The results of the in vitro experiments with the healthy volunteer blood samples showed that C. albicans opsonization with IV IgG augmented the NADPH and killing activity of phagocytes. On the basis of these results, we tested in vivo the effects of the opsonization of C. albicans with IV IgG in two patients with oral candidiasis and primary immunodeficiency (PID) and observed favorable results. The first patient, P1, who had an IL-12Rβ1 deficiency and C. albicans oral infection, exhibited a positive response to the IgG mouthwash as the number of CFUs of C. albicans in the first daily mouthwash (collected in the morning before eating and brushing teeth) dramatically decreased by 10-fold after only 2 days of treatment (Figure 4A, upper panel). The C. albicans CFU counts continued to decrease over the following days, and on days 11, 15, 16, and 19, the CFUs were null (IgG treatment lasted 19 days for P1). The mouth images of P1 (Figure 4A, lower panel) showed a clear improvement as follows: at the beginning of treatment (day 0), there was intense erythematous candidiasis in the tongue and pseudomembranous candidiasis with white plaques on the tongue and oropharynx; by day 5, the pseudomembranous candidiasis disappeared, and by days 8 and 9, the pseudomembranous candidiasis on the tongue and oropharynx disappeared, which is consistent with the results of the cultures as shown in the plot. Complementary treatment with oral nystatin suspension for 10 days starting on day 13 completely removed the clinical signs of infection, and the patient stopped all treatments. P1 has been free of oral candidiasis for more than 1 year and a half as of the submission of this paper.

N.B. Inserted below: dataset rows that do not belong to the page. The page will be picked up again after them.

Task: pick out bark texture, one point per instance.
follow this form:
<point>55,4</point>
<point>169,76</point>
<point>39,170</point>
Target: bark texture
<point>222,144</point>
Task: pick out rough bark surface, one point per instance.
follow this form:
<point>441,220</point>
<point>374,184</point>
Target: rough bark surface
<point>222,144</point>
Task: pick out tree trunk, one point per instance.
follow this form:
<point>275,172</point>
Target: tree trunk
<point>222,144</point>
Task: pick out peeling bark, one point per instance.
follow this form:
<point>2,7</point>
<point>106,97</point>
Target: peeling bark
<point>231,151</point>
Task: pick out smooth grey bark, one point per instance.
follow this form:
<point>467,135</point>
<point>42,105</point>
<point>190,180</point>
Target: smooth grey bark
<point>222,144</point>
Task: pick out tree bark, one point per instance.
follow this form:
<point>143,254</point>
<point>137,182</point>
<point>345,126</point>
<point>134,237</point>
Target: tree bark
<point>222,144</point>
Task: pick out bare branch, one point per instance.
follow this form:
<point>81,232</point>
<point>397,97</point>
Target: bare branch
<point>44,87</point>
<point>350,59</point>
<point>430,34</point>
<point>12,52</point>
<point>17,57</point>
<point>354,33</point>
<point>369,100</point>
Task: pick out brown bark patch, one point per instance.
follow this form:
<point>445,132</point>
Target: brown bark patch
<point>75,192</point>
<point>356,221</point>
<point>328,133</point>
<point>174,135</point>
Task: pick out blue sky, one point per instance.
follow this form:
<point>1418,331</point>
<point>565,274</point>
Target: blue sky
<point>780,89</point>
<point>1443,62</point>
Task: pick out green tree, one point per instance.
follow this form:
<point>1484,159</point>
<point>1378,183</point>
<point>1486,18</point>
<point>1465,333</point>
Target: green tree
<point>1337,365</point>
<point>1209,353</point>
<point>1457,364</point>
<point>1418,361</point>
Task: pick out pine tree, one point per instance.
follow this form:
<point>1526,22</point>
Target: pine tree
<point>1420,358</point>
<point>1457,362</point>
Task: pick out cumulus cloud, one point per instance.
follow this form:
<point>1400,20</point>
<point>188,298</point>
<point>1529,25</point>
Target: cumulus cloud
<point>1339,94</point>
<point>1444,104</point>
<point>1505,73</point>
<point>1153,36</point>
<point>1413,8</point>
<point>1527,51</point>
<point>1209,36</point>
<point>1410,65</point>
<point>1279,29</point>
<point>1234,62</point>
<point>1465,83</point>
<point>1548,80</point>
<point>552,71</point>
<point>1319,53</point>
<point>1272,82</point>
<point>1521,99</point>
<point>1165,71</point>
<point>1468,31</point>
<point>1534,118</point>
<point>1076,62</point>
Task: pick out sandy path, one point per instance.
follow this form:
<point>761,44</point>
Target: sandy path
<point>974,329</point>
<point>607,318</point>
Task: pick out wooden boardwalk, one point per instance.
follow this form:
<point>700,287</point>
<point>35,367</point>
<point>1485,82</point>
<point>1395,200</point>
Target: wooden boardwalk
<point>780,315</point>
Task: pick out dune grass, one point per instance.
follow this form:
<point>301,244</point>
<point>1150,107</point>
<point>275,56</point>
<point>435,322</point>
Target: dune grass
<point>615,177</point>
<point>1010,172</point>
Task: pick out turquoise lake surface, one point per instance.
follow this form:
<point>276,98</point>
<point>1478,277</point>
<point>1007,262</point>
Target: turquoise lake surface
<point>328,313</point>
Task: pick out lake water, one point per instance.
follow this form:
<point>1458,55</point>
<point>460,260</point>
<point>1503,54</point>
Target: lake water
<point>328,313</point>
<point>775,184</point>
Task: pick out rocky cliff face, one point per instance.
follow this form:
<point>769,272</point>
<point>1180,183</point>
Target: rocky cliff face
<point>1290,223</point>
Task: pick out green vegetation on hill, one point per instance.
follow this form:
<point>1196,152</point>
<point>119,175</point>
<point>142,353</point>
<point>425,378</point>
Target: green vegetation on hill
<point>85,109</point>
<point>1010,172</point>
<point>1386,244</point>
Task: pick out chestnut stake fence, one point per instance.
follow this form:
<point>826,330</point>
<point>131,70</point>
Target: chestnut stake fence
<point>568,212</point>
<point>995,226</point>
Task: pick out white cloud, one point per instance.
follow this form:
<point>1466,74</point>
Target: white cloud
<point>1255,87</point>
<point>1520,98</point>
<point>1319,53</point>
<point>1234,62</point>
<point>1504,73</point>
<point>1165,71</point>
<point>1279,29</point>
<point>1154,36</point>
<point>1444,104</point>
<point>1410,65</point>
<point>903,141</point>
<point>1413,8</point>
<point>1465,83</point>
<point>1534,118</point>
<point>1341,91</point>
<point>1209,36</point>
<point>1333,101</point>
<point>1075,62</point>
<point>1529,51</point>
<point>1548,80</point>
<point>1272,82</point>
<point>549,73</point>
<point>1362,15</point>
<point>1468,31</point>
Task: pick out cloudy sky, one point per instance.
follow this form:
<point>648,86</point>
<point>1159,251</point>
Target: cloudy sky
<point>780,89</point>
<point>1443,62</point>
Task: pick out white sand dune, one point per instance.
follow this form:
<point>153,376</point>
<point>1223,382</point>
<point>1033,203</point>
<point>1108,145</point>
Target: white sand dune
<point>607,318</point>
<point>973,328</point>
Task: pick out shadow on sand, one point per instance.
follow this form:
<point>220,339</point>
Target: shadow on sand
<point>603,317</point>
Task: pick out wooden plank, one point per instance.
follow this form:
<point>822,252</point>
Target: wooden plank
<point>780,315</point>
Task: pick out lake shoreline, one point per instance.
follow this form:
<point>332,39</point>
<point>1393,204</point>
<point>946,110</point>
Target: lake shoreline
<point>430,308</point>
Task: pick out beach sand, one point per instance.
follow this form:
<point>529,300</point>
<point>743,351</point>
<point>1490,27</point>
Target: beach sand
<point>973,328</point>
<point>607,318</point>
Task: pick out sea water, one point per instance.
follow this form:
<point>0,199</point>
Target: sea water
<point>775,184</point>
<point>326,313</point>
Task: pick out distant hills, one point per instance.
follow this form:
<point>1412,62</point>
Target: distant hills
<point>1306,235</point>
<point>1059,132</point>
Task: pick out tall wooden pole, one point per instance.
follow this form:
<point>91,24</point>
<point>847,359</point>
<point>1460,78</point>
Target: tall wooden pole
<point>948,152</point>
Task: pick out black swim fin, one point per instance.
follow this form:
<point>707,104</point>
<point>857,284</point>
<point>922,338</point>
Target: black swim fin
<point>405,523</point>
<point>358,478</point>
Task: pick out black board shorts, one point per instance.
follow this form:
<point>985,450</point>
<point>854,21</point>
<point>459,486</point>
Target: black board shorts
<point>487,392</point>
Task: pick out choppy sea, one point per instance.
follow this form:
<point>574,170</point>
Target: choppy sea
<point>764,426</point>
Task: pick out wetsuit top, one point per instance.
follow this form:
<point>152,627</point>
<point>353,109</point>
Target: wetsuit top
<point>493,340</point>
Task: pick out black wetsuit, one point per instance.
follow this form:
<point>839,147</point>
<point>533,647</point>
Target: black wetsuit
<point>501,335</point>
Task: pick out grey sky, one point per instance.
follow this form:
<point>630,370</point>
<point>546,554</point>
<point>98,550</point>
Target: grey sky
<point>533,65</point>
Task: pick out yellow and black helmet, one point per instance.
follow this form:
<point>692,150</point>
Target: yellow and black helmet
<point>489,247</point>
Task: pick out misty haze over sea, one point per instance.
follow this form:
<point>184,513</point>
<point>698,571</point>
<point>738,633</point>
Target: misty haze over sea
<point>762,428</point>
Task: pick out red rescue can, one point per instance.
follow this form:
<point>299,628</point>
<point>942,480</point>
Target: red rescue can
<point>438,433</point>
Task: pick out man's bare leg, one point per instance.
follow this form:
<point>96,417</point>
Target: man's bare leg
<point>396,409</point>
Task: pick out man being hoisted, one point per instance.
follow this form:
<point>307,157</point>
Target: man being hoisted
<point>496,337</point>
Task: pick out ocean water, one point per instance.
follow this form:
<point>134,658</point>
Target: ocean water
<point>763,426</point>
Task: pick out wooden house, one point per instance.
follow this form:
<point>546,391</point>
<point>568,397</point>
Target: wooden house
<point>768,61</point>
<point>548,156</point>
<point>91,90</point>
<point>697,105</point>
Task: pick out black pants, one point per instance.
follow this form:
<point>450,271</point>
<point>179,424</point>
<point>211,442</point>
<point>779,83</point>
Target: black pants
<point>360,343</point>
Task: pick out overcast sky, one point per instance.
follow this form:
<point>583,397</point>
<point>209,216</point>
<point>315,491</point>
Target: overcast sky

P2 has a T385M heterozygous STAT1 GOF mutation (21), and her cells did not produce IL-17 upon the PMA+ionomycin stimulation (Figure 1, lower panels B and C); furthermore, she had CMC refractory to treatment. P2 first presented with severe oral candidiasis affecting the tongue, palate, and lips. On day 0, P2 presented with thick, white crude plaques on the dorsal surface of the tongue, lips, palate, and oropharynges (Figure 4B, first picture). P2 started receiving treatment with only the IV IgG mouthwash under the same schedule as P1. The clearance of Candida infection in her mouth improved as shown in the daily images. For logistical reasons, it was not possible to follow the control of infection by microbiologic cultures as was performed for P1. P2 showed a clear improvement in her mouth following the IV IgG mouthwash treatment, and after 1 week, the appearance of tongue, palate, and lips was substantially clearer after receiving the IV IgG (Figure 4B, day 6) with the resolution of halitosis. The improvement in the oral lesions in P2 allowed her to begin eating better after 1 week; before treatment, eating was painful, and very difficult to perform. On day 14, when the patient was admitted to the hospital for treatment for a lower airway infection, the mouth Candida infection had improved by ~70% compared with that at the beginning of the treatment as evidenced by images. An oral water wash obtained on day 13 was cultured, and C. albicans was identified resistant to voriconazole. In addition, an oral coinfection with Streptococcus sp. was also found in the culture. During the hospitalization, P2 received intravenous amoxicillin and caspofungin, and after 3 days of this treatment, her mouth was free of Candida as evidenced by negative culture. After 1 year and a half receiving the IV IgG mouthwash treatment, P2 only had mild episodes of oral candidiasis, which responded to nystatin, and subsequently, she ceased having severe oral candidiasis.

The authors declare that the research was conducted in the absence of any commercial or financial relationships that could be construed as a potential conflict of interest.